4. Pod Not Starting: Pending

The scheduler cannot place the pod on any node.

kubectl describe pod <pod> -n <ns>
kubectl describe node <node>

Common causes: insufficient CPU/memory for requests, node selector or affinity matching no nodes, taints without tolerations, unbound PVC, resource quotas exceeded.

5. The kubectl Debug Workflow

The universal first three commands:

kubectl get pods -n <ns> -o wide
kubectl describe pod <pod> -n <ns>
kubectl get events -n <ns> --sort-by=.lastTimestamp

These answer 80% of questions.

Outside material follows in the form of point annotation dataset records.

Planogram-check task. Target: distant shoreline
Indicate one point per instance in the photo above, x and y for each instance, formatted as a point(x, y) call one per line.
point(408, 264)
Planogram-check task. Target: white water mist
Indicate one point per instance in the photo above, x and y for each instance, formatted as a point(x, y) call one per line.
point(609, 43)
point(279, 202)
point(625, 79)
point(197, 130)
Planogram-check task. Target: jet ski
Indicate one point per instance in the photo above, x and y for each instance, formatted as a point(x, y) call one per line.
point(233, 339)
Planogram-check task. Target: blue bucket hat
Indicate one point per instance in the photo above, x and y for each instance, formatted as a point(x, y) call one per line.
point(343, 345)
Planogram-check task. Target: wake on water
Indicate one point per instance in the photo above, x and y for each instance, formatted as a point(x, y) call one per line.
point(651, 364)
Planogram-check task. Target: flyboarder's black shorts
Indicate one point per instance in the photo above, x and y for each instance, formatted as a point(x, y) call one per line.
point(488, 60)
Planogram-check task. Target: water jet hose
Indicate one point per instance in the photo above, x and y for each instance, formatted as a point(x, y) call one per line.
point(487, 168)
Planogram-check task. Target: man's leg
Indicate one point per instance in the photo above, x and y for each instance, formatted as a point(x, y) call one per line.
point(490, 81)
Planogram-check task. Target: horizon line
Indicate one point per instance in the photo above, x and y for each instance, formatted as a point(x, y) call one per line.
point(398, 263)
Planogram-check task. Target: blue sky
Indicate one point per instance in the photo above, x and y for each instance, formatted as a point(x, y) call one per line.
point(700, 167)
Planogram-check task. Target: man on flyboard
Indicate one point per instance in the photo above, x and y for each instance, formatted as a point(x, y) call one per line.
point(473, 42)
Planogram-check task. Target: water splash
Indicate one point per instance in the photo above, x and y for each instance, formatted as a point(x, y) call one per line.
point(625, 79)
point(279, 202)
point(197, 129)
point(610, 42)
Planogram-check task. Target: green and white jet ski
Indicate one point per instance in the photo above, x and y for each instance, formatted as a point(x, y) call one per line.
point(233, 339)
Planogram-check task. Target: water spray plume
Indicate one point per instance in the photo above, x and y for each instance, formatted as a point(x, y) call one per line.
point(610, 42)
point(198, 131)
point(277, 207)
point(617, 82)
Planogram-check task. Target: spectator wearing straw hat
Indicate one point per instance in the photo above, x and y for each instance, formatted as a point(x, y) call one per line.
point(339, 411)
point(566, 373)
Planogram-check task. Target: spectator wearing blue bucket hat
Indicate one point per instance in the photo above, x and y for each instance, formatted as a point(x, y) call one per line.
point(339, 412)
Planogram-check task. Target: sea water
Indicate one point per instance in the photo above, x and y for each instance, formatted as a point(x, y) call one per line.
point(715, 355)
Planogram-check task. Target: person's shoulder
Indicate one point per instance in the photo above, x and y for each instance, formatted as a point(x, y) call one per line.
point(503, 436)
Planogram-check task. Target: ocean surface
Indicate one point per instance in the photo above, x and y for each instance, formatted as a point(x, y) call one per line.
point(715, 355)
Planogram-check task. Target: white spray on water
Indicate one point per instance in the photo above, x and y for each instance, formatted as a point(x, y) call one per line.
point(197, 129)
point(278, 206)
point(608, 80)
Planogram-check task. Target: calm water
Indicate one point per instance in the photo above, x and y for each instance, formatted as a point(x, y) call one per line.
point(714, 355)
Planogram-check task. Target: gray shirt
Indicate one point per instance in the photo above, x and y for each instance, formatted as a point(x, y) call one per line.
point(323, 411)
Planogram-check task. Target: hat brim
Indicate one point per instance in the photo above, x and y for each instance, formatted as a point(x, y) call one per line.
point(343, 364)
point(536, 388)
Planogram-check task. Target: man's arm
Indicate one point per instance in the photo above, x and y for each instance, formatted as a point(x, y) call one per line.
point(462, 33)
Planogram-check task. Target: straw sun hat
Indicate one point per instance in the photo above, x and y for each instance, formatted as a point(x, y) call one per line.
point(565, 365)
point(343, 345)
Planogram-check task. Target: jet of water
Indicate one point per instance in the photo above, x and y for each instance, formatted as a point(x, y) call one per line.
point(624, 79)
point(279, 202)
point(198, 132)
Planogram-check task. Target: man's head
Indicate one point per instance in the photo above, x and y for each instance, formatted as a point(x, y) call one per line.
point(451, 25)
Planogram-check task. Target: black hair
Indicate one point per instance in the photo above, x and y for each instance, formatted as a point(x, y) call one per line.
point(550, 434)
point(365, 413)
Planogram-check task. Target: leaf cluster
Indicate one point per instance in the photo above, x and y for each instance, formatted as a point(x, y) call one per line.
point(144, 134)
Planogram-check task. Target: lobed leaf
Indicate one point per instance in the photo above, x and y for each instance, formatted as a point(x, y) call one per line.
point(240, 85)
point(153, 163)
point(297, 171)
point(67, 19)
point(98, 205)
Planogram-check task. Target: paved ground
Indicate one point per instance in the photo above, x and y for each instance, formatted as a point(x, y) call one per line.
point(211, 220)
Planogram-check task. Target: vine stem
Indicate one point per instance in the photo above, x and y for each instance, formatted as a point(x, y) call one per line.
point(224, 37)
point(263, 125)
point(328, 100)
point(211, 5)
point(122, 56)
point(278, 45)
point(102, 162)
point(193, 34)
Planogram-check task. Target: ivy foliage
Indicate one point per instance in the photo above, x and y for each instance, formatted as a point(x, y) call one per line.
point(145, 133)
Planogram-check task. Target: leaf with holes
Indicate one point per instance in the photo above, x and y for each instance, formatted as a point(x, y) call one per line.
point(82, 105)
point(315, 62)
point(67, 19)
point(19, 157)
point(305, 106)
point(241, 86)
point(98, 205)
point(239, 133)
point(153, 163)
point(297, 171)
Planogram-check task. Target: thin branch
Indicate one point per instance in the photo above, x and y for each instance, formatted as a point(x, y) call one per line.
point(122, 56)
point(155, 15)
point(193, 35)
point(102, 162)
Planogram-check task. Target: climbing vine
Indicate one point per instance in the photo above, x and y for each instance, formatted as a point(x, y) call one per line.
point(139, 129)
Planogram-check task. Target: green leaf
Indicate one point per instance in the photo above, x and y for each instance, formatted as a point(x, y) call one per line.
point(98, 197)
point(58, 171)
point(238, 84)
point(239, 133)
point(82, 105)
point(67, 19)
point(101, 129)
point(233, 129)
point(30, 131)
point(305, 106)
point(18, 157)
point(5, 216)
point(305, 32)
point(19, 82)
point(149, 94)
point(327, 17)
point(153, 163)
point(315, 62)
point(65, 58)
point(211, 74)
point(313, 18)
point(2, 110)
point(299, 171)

Read the Events section of describe output first.

Deeper investigation:

kubectl logs <pod> -c <container> -n <ns>
kubectl logs <pod> --previous --all-containers
kubectl logs -f <pod> -n <ns>

6. Exec and Ephemeral Debug Containers

Fun fact: Ephemeral debug containers (the kubectl debug command) were added in Kubernetes v1.23 (GA in v1.25). Before this feature, debugging distroless containers required building a new image with shell tools baked in — defeating the purpose of minimal images. Ephemeral containers share the PID and network namespace of the target pod but have their own filesystem, so they can carry debugging tools without polluting the production image.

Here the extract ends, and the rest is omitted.